Mittwoch, 31. Dezember 2008

"Nieder mit Israel" in Berlin

Zitat: PI 2000 Menschen sind gestern in Berlin auf die Straße gegangen, um ihrem Judenhass freien Lauf zu lassen. “Tod Israel” skandierten die ungestört, ohne dass Herr Edathy und das übrige verlogene Heer der unermüdlichen Kämpfer gegen Rechts™ sich angesprochen fühlen würden, dem antisemitischen Treiben in Deutschland ein Ende zu bereiten.

Offenbar sind unsere Politiker mit dem Kampf gegen Rechts einfach zu beschäftigt um sich mit so etwas zu beschäftigen.

http://www.zeit.de/news/artikel/2008/12/29/2694375.xml

Dienstag, 30. Dezember 2008

Sebastian Edathy für Gesinnungsjustiz


(zum vergrößern bitte draufklicken)

Zitat PI: "Sebastian Edathy (Foto), immerhin Vorsitzender des Bundestagsinnenausschusses, tritt auf Abgeordnetenwatch ganz offen dafür ein, die Gleichbehandlung aller Bürger vor dem Gesetz abzuschaffen und ein Lex Rechtsextremismus einzuführen.
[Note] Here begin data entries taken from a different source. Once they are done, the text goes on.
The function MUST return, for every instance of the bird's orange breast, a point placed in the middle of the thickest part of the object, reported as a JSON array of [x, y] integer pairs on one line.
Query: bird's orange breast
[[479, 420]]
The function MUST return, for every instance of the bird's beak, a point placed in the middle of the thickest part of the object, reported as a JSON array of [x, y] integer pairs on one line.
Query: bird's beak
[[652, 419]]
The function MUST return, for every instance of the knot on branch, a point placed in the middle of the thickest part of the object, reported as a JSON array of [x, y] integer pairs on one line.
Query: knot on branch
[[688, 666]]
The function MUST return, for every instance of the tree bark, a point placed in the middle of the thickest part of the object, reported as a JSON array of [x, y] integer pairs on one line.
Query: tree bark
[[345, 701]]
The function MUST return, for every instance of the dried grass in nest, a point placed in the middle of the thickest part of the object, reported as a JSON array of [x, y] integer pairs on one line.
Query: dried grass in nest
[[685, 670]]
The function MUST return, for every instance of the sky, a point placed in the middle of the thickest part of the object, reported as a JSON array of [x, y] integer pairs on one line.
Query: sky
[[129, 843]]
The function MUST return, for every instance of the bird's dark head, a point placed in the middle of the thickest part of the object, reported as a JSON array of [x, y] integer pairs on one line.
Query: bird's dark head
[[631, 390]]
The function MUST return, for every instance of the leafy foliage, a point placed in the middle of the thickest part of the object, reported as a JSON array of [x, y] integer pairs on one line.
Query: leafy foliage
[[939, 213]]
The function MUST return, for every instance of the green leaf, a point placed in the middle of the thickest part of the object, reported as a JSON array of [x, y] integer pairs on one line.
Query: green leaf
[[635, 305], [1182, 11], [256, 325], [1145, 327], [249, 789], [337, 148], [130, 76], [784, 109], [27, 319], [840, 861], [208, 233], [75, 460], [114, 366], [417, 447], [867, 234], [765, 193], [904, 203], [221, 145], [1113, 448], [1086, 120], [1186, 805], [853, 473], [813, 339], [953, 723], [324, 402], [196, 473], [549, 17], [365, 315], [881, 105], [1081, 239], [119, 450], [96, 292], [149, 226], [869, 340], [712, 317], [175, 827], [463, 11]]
Die Rechtsprechung soll sich nicht mehr an den verübten Straftaten ausrichten, sondern an der Gesinnung des Täters."

Wobei “Hasskriminalität” natürlich nur von Deutschen Richtung Ausländer ausgehen kann, niemals umgekehrt. Wenn also fünf Türken einen Angehörigen der Mehrheitsgesellschaft zusammmenschlagen und -treten, einfach nur, weil er deutsch ist, wie es zigmal am Tag quer durch die Republik vorkommt, dann liegt hier kein Hassverbrechen vor, weil hierdurch offenbar die “Basis unseres zwischenmenschlichen Zusammenlebens” nicht beschädigt wird. Denn Inländerfeindlichkeit kommt in Edathys Betonkopf nicht vor.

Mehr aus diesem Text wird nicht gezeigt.